Os EUA apoiaram ditaduras na América Latina antes e durante a guerra fria, quando a autocracia atendia aos seus interesses no continente. Na ditadura civil, Franklin Delano Roosevelt, presidente dos EUA, visitou base desse país instalada no Brasil (RN 1943). Na ocasião, disse que Vargas era um ditador a serviço da democracia. Vargas concordou em mandar soldados à Europa para lutar ao lado das tropas estadunidenses. Na ditadura militar, sob os auspícios do embaixador Lincoln Gordon e do adido militar Vernon Walters, os generais brasileiros também eram “ditadores a serviço da democracia” (DF 1964). Paradoxo algum detém o pragmatismo, a hipocrisia, o espírito conspirador e o propósito golpista das autoridades estadunidenses.       
Outrossim, afigura-se indevida e inconstitucional a presença do presidente do STF em reuniões desse jaez. A Constituição da República não inclui essa autoridade judiciária no Conselho da República e tampouco no Conselho de Defesa Nacional, órgãos de consulta do Presidente da República sobre: independência nacional, defesa do estado democrático, declaração de guerra, celebração da paz, segurança do território nacional, estados de defesa e de sítio, intervenção federal, preservação e exploração dos recursos naturais, estabilidade das instituições democráticas. 

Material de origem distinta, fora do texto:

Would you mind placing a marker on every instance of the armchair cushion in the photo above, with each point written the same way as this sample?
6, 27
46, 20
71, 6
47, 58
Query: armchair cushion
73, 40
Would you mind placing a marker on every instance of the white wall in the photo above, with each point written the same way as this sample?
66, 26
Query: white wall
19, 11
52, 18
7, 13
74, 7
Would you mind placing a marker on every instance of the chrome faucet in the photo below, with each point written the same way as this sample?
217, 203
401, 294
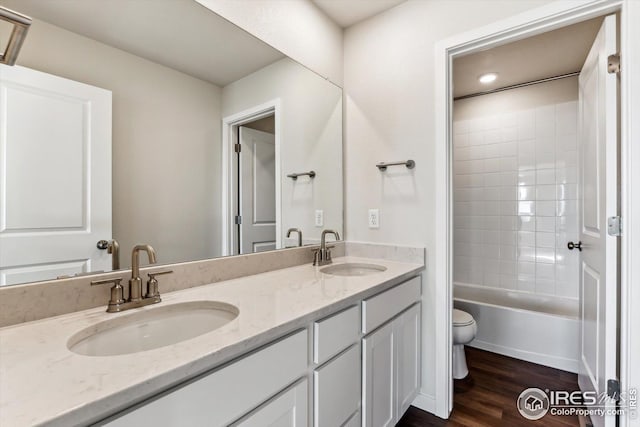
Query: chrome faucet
323, 255
136, 299
295, 230
113, 248
135, 283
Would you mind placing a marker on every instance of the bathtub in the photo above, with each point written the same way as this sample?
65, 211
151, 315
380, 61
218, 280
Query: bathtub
538, 329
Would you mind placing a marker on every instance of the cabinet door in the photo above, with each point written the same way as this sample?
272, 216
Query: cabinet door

Caso o Presidente da República desejasse parecer jurídico, deveria consultar – não o presidente do STF – e sim o Advogado-Geral da União. A censurável presença do presidente do STF naquela reunião comprometeu a imparcialidade do tribunal na hipótese de ação judicial versando as decisões dela decorrentes. O princípio da harmonia entre os poderes não significa conluio. No caso em tela, devia prevalecer o princípio da independência dos poderes. Tendo em vista o caráter essencialmente político da reunião, a participação do chefe do Poder Judiciário foi altamente suspeita, pois a ele não compete exercer funções políticas próprias do Legislativo e do Executivo. O magistrado não deve se valer do prestígio e da autoridade do seu cargo para chancelar atos do governante, mesmo sob o manto protetor das vibrações espíritas de João de Deus.